À les entendre, il faudrait être parfaits – toujours et en tous points. Non seulement prêche-t-on la rédaction de textes complètement dépourvus de fautes (ce qui, toutefois, est vraisemblable), mais en remet-on sur la syntaxe, le style et le fond. La solution? Écrire, écrire sans relâche; barbouiller des pages et des pages, puis traduire quotidiennement pour exercer son « muscle traductionnel » et parfaire sa rédaction. C’est en traduisant que l’on devient traducteur, certes, mais ne coupe-t-on pas court à l’expression des futurs professionnels de la langue en leur inculquant la phobie de commettre « l’irréparable », soit de laisser une coquille quelque part? Mieux vaut donc s’abstenir de posséder un blogue, de participer trop assidûment au forum de l’Ordre des traducteurs terminologues et interprètes du Québec et de crouler sous de nombreux statuts Facebook. Bref, on leur demande d'avoir la science infuse et, surtout, de rester dans leur zone de confort.
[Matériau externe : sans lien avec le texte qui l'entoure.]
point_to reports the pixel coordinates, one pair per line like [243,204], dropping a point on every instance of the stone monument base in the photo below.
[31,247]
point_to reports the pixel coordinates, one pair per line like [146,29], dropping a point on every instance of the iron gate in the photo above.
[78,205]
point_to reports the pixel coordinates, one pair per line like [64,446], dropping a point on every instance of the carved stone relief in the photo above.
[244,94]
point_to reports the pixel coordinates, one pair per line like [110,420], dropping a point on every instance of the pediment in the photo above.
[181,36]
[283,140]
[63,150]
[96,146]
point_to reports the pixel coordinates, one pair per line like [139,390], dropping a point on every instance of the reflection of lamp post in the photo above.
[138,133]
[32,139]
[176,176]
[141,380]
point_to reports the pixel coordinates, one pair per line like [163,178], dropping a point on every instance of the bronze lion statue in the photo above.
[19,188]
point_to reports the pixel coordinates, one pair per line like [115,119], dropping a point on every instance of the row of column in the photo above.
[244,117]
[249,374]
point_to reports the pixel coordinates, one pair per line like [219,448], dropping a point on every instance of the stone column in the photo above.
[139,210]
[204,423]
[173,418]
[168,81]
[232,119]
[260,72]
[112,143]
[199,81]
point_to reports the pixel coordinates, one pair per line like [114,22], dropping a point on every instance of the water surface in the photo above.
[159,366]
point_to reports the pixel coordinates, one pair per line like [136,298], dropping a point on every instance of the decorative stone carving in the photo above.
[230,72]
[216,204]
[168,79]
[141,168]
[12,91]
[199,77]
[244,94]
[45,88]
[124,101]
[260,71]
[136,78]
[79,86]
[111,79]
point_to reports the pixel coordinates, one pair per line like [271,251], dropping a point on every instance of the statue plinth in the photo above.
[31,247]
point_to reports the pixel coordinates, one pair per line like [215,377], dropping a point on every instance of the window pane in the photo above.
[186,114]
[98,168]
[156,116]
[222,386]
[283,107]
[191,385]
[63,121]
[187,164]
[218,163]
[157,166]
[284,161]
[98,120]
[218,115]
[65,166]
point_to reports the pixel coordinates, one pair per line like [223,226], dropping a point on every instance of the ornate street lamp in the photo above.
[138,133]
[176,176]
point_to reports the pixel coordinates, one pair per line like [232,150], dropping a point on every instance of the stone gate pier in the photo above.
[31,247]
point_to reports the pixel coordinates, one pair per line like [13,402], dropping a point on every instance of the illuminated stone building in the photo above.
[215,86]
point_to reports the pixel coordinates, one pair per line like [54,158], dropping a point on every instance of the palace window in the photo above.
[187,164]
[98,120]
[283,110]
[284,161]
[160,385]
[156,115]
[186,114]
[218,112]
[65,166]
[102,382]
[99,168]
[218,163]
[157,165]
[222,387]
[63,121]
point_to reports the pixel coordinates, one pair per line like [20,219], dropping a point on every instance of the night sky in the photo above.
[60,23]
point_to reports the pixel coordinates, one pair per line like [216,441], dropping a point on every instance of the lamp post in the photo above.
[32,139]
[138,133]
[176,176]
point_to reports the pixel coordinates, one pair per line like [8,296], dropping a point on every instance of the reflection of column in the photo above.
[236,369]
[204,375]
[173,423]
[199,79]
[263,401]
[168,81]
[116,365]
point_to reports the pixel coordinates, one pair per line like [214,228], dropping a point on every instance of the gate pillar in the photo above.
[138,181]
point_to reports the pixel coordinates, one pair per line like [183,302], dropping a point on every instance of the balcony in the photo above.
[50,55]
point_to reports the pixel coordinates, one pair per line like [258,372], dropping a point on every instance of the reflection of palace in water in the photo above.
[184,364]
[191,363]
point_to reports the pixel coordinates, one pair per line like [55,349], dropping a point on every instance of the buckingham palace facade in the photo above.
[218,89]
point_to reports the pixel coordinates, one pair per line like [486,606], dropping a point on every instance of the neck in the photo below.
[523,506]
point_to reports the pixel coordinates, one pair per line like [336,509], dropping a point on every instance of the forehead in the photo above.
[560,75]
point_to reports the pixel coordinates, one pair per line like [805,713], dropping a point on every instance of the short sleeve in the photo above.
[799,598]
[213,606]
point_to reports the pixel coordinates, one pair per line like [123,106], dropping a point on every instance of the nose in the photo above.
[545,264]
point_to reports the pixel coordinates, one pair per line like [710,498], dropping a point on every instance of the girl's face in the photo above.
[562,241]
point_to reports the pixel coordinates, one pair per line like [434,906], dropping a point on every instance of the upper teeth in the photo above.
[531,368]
Toute personne n’a-t-elle pas le droit à l’erreur humaine, à l’amélioration et au perfectionnement puisque, en effet, c’est en forgeant qu’elle deviendra « forgeron »? Il faut dédramatiser, sans néanmoins niveler vers le bas. Après tout, ne sélectionne-t-on pas les candidats aux conservatoires d’art en fonction de leur potentiel? Or, n’est-ce pas admissible qu’un employeur puisse considérer un artisan de la langue sous le même angle? Au nom de l’humanité, du postcapitalisme radical et d’une génération qui entre sur le marché du travail et introduit un nouveau rapport de valeurs quant à l’équilibre vie-travail, les mentors universitaires devraient peut-être éviter de communiquer leur crainte du chômage sans, bien entendu, cesser de pousser leurs élèves à donner le meilleur d’eux-mêmes.
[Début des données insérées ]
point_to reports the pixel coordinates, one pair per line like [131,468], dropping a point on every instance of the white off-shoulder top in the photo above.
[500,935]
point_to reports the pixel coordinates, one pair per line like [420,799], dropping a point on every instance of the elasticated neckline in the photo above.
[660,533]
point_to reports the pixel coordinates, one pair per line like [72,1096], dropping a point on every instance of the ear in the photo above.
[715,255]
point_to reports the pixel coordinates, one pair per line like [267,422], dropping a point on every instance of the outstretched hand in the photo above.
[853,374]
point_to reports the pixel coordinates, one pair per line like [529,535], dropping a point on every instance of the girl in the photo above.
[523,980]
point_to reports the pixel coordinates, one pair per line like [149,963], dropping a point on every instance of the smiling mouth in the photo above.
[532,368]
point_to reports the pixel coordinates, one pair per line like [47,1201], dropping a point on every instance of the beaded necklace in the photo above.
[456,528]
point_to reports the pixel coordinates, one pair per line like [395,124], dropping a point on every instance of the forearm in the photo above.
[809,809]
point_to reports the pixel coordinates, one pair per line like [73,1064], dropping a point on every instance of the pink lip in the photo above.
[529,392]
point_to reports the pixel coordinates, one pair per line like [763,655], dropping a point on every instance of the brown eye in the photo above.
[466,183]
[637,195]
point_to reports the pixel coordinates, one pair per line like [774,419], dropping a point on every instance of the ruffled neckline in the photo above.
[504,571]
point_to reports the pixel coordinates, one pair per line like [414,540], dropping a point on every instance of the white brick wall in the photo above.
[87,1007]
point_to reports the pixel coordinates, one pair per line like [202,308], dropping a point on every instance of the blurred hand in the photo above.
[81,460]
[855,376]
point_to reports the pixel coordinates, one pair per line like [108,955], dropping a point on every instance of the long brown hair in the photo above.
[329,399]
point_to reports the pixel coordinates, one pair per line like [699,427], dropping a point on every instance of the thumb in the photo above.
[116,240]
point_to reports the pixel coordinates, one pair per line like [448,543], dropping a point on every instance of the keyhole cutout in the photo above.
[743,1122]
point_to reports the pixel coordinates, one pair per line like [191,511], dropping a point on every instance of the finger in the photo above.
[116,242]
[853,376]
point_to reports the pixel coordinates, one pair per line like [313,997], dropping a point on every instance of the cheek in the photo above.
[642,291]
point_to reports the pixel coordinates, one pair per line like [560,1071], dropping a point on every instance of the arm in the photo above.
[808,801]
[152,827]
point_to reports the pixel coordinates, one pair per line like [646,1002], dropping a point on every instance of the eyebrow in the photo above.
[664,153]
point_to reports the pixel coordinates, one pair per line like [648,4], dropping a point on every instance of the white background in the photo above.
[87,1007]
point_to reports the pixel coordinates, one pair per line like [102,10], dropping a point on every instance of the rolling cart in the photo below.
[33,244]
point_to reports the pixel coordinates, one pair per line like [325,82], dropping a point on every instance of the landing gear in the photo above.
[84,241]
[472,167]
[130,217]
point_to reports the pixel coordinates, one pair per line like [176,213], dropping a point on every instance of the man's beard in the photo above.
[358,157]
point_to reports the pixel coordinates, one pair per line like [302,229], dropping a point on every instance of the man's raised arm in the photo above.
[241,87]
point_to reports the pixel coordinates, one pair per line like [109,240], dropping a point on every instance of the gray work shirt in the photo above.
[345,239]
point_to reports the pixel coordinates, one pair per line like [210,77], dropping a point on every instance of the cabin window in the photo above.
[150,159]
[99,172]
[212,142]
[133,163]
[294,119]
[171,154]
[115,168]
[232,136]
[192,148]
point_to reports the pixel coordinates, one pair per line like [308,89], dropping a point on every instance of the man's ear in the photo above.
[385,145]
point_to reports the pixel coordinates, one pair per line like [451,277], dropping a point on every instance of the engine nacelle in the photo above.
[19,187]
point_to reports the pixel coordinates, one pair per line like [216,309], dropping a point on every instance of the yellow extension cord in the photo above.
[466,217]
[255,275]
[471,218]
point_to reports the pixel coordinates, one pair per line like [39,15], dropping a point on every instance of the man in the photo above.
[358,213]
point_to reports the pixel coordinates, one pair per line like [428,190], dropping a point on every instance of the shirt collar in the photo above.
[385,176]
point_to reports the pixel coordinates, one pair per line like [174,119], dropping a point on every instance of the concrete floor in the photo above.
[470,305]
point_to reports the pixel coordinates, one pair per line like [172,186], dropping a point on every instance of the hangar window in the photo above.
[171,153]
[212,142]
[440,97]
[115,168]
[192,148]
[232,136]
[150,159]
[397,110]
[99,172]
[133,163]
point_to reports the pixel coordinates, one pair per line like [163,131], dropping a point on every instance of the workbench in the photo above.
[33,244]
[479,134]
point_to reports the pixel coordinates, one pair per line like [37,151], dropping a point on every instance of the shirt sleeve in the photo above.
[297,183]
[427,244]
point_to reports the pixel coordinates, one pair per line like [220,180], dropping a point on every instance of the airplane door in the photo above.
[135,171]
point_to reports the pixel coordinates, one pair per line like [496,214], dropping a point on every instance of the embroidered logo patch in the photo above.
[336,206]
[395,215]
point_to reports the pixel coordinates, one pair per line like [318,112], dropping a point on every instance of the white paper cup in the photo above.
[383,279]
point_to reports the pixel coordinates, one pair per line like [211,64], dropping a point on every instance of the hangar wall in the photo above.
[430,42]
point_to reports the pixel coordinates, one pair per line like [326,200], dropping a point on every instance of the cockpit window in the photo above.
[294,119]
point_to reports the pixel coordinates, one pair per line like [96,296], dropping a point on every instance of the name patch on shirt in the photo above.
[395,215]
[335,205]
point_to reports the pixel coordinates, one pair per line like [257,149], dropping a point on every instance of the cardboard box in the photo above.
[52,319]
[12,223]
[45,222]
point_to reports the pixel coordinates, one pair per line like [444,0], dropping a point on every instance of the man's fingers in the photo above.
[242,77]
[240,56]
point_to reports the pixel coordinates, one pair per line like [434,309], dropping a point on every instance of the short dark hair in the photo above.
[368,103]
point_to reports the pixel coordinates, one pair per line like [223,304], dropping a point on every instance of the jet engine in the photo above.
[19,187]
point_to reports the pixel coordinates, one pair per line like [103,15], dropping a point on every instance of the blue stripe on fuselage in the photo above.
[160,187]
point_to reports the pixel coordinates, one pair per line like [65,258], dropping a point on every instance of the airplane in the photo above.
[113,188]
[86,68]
En somme, l’heure de bifurquer d’un mode de pensée peut-être révolu a sonné. Qui vit dans la peur ne sera, dit-on, jamais libre. Alors, à vos crayons, gribouillez! Il est temps de dépasser le zèle linguistique et de conquérir l’univers sémiotique du langage. D’ailleurs, apprenez que les textos ne démontrent pas forcément une lacune au niveau de la maîtrise de la langue, mais présentent une innovation tout à fait remarquable qui met à profit sa malléabilité (d’où de meilleures chances de survie, entre autres). Pourquoi prôner une tenue vestimentaire adéquate à l’entrevue, qui cadre avec l’emploi postulé, mais ne pas reconnaître l’usage linguistique qui sied aux différents moyens de communication? Un exemple de prescriptivisme à outrance.
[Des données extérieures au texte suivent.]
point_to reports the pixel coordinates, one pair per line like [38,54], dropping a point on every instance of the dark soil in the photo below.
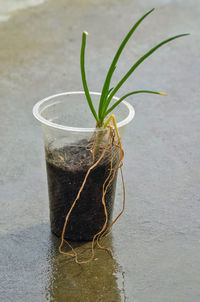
[66,169]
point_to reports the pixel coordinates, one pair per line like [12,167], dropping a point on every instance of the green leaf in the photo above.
[152,50]
[114,62]
[84,81]
[131,93]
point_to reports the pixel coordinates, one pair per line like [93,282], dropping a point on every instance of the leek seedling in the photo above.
[107,93]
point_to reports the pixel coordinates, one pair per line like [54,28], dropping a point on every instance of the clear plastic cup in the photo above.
[68,128]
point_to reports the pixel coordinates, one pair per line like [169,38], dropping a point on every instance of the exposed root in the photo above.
[113,145]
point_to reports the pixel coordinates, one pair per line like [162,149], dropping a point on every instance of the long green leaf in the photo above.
[85,86]
[131,93]
[136,65]
[114,62]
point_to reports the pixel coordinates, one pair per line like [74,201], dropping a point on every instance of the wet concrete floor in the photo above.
[156,243]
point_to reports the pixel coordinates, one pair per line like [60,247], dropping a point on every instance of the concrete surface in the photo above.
[156,243]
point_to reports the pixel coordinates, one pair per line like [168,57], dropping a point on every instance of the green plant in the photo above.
[107,93]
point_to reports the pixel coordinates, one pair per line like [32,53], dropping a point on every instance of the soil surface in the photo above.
[66,170]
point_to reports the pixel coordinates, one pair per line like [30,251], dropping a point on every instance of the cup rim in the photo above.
[44,121]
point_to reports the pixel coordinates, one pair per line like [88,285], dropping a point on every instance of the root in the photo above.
[112,143]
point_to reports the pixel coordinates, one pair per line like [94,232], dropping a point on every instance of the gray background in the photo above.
[156,242]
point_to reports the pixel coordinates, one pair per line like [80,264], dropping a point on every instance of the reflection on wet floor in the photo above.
[95,281]
[33,268]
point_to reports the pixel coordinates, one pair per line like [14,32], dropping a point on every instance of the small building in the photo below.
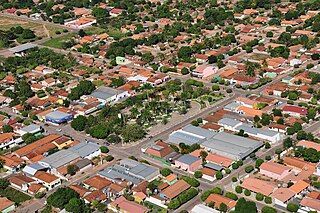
[274,170]
[295,111]
[6,205]
[282,196]
[201,208]
[170,179]
[188,163]
[123,205]
[20,181]
[109,95]
[258,186]
[22,49]
[174,190]
[48,180]
[86,150]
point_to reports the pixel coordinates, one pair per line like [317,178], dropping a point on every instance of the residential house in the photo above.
[174,190]
[20,181]
[188,163]
[274,170]
[48,180]
[6,205]
[258,186]
[295,111]
[123,205]
[97,183]
[282,196]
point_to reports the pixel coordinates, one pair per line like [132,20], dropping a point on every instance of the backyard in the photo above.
[14,195]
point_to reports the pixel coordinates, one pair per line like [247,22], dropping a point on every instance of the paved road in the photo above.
[38,21]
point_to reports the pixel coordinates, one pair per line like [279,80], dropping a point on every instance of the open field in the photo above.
[39,29]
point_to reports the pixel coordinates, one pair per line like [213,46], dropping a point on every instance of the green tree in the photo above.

I have a dream… L’être qui embauche aura éventuellement consulté quelques billets du blogue de ses postulants, alors qu’eux, auront assurément fouillé de fond en comble le site Internet de la compagnie à laquelle ils soumettent leur candidature. Ainsi, le recruteur saura pêcher bien davantage qu’un diplôme noyé dans une mer de bacheliers tous plus excellents les uns que les autres, mais recrutera une personne qui enrichira l’entreprise tout entière.